Important note: Please make sure that the "bam_file" and the "motif_coords" inputs are the only files in their respective directories. This is recommended to avoid overwriting any existing files, as the pipeline generates temporary files in these directories.

The pipeline outputs 4 files (in the same directory as the input "bam_file"):

    File with the ".RESULTS" extension:
        Gives the results of the footprinting analysis. The first 6
        columns harbor the motif information (identical to the motif_coords
        input file). The 7th column has the footprint score (log-odds of
        footprint versus background) for each motif instance. The following
        columns show the probabilities for the individual footprint and
        background components.

    File with the ".PARAM" extension:
        Gives the trained parameters for the footprint and background
        components. It includes as many lines as components (eg the first
        line has the parameters for the first component).

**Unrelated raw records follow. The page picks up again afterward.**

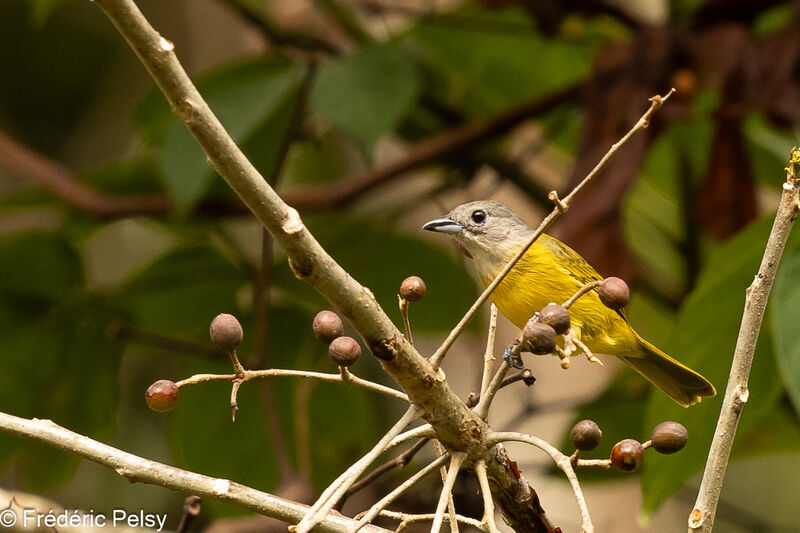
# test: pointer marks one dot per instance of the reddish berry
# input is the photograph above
(540, 338)
(226, 332)
(627, 455)
(614, 293)
(585, 435)
(327, 326)
(412, 289)
(555, 316)
(162, 395)
(344, 351)
(669, 437)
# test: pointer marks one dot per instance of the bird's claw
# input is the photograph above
(513, 360)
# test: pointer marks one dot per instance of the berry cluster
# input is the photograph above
(627, 455)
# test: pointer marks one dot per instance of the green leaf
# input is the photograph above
(486, 61)
(255, 97)
(68, 374)
(785, 302)
(38, 267)
(41, 10)
(367, 93)
(704, 339)
(380, 260)
(179, 293)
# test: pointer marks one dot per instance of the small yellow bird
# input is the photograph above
(550, 271)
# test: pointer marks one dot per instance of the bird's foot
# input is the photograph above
(511, 358)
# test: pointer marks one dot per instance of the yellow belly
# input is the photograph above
(538, 279)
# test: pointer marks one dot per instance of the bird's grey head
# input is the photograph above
(483, 228)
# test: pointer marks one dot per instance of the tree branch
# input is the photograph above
(138, 469)
(702, 516)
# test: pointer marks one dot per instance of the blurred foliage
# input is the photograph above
(80, 349)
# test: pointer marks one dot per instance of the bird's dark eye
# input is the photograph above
(479, 216)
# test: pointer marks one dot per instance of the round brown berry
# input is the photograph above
(614, 293)
(669, 437)
(555, 316)
(327, 326)
(627, 455)
(412, 289)
(162, 395)
(540, 338)
(585, 435)
(225, 331)
(344, 351)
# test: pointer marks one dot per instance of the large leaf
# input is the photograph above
(38, 267)
(486, 61)
(253, 97)
(367, 93)
(380, 260)
(180, 292)
(62, 366)
(48, 87)
(785, 301)
(704, 338)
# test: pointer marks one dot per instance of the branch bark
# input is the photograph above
(702, 516)
(138, 469)
(457, 427)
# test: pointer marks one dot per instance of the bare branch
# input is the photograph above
(381, 504)
(488, 356)
(702, 516)
(561, 207)
(456, 461)
(486, 492)
(336, 490)
(411, 518)
(138, 469)
(248, 375)
(561, 460)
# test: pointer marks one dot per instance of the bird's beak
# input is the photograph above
(443, 225)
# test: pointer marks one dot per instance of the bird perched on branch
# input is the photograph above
(550, 271)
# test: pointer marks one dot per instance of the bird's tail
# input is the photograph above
(680, 382)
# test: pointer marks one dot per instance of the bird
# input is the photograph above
(551, 272)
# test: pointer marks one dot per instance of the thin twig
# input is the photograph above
(62, 182)
(702, 516)
(451, 506)
(425, 431)
(381, 504)
(138, 469)
(488, 355)
(486, 399)
(336, 490)
(561, 460)
(398, 462)
(191, 508)
(406, 518)
(486, 492)
(456, 459)
(525, 375)
(282, 372)
(561, 206)
(428, 150)
(403, 305)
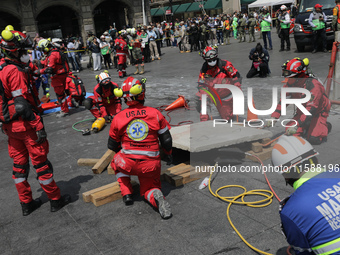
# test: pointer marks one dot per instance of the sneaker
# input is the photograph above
(127, 199)
(163, 205)
(61, 114)
(56, 205)
(28, 208)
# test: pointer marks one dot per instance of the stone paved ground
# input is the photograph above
(199, 224)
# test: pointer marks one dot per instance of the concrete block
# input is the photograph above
(204, 136)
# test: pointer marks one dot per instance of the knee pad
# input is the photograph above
(26, 169)
(315, 140)
(88, 102)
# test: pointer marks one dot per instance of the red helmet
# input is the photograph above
(209, 53)
(293, 67)
(133, 91)
(12, 41)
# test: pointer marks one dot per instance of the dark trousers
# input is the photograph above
(285, 38)
(262, 72)
(269, 35)
(159, 45)
(317, 35)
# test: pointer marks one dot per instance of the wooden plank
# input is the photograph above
(256, 147)
(87, 194)
(87, 161)
(110, 170)
(108, 195)
(264, 155)
(103, 162)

    Png file named "plot1":
        A plot with two panels, showing the initial components above
        and the final trained components below. The plotted values for the
        final components are given in the .PARAM output file explained above.

    Png file named "plot2":
        A plot only with the final trained components. In a model where 2
        components are used, this plot is identical to the bottom panel in
        plot1. When 3 components are used, this plot shows the weighted average
        of the 2 footprint components as the final footprint profile.